Untie Knots, Weave Connections i Amina Agueznay

À Institut finlandais gallery à Paris du 05 Janvier au 21 Mars 2021

Instants-Moments
For Amina Agueznay, the artistic process begins with the evaluation and appropriation of space. As an architect/designer/archivist/artist, she is steeped in the vernacular of the diverse environments in which her work has evolved, and finds universality in the particular details of a place. 

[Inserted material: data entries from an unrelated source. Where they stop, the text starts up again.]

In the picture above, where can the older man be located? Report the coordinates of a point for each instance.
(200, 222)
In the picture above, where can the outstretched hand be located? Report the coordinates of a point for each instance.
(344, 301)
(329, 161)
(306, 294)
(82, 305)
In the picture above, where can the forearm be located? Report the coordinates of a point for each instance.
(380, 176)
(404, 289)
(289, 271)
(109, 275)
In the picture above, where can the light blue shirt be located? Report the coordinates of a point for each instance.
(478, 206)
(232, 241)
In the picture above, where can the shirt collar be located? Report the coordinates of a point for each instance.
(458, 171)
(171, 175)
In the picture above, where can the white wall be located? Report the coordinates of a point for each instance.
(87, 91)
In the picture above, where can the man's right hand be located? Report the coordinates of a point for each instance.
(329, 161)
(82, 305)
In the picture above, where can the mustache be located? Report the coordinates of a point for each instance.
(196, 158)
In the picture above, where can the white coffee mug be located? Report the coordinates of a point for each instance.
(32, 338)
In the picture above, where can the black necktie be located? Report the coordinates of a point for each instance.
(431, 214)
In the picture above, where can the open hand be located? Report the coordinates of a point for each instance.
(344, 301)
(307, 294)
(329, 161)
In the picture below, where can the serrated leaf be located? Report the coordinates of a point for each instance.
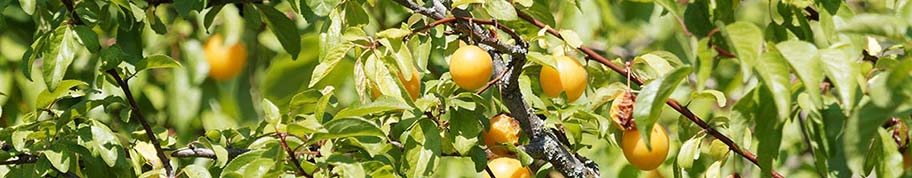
(271, 112)
(802, 56)
(60, 157)
(101, 141)
(571, 38)
(28, 6)
(221, 155)
(382, 104)
(747, 41)
(46, 97)
(689, 152)
(500, 9)
(88, 37)
(659, 64)
(876, 24)
(284, 29)
(157, 61)
(843, 71)
(393, 33)
(347, 127)
(460, 3)
(649, 101)
(329, 62)
(59, 56)
(714, 94)
(541, 59)
(322, 7)
(774, 73)
(196, 171)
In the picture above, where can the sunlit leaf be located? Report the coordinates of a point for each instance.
(652, 97)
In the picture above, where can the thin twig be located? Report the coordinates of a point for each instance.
(75, 20)
(492, 82)
(291, 154)
(137, 113)
(670, 102)
(21, 159)
(193, 152)
(722, 52)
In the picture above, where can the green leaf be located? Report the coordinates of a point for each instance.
(460, 3)
(347, 127)
(111, 57)
(157, 61)
(773, 71)
(58, 57)
(221, 155)
(240, 162)
(184, 7)
(714, 94)
(456, 167)
(100, 140)
(88, 37)
(60, 157)
(571, 38)
(541, 59)
(657, 63)
(284, 29)
(876, 24)
(843, 71)
(500, 9)
(382, 104)
(649, 101)
(393, 33)
(802, 56)
(196, 171)
(271, 112)
(747, 40)
(689, 152)
(28, 6)
(770, 137)
(329, 62)
(423, 149)
(322, 7)
(46, 97)
(464, 132)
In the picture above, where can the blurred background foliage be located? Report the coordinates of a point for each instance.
(188, 103)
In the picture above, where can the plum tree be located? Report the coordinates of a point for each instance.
(471, 67)
(569, 77)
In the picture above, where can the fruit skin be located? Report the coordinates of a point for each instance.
(504, 129)
(412, 85)
(907, 160)
(569, 77)
(471, 67)
(505, 167)
(636, 152)
(224, 62)
(621, 111)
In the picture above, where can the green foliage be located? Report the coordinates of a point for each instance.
(807, 85)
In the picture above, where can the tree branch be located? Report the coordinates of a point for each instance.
(670, 102)
(21, 159)
(294, 157)
(544, 145)
(137, 113)
(193, 152)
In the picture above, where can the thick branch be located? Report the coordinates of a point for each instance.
(544, 144)
(670, 102)
(137, 113)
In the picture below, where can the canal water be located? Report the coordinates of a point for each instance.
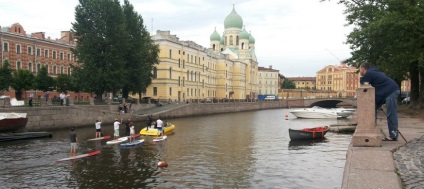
(237, 150)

At the Institute, the exhibition space is shared between two artists: Agueznay (Morocco) and Janna Syvänoja (Finland). They hadn’t met, but began to exchange reflections, communicating with each other through colour and texture. These exchanges revived Agueznay’s own visual and physical impressions of Finland and its forests – the soft colours of lichen, of northern light filtering through the tree canopy.
The process continues. Known for her large-scale museum installations, Agueznay pursues her exploration of her “The Garden Inside” series (Loft Art Gallery, Casablanca, 2020). Her chosen medium is living wool – custom hand-dyed in Morocco –, which she transforms to recreate the scattered textures of the forest. To accomplish this, she creates her own matter, wrapping the wool around slender, supple iron rods. The medium is stripped to its imaginary core, reduced to a line, a tool for drawing. This is the first phase of creation. Agueznay then sketches the forest; branches reach skyward, expanding vertically in undulated alignment. The different compositions offer fleeting glimpses of imagined landscapes, like snapshots, strata, the fading memories of a place. Each composition exists, like a diorama, within a series of rectangular boxes that transform the space. She used a similar device in her monumental installation, Noise (MACAAL, Marrakech, 2019), a cocoon-like room lined with 210 50 x 50 x 25 cm containers. Both Noise and Instants-Moments exist within a framework, but the immersive environment of the earlier work has fallen away. Here the spectator is detached, observing the work, as one might experience a first visit to a foreign place.
The first phase of the work is to create the medium. Once the wool is dyed, wrapped and assembled into planes, the second phase of creation begins, when the matter is engineered into individual constellations. At this point of the process that the work becomes three-dimensional, and new perceptions come into play. Looking at the constellations from above, in aerial view, one might observe shapes that evoke the “algae” forms of Malika Agueznay, the artist’s mother and an original member of the Casablanca School. There is an intentionality of line that shifts from a frontal perception, in which each wool-wrapped rod might represent an absolutely vertical form or tree, to an aerial perception, in which the perimeter becomes line, and the articulated planes are perceived horizontally, in undulating, organic form. Each constellation is an individual structure that occupies its own defined space, like a series of architectural scale models. The circular interplay between the natural world of forest and wool and the mechanical world of architectural engineering creates a strange and powerful duality. The viewer is caught between a modernist urban construct and the utopian quiet of the Finnish forest. Noise gives way to silence.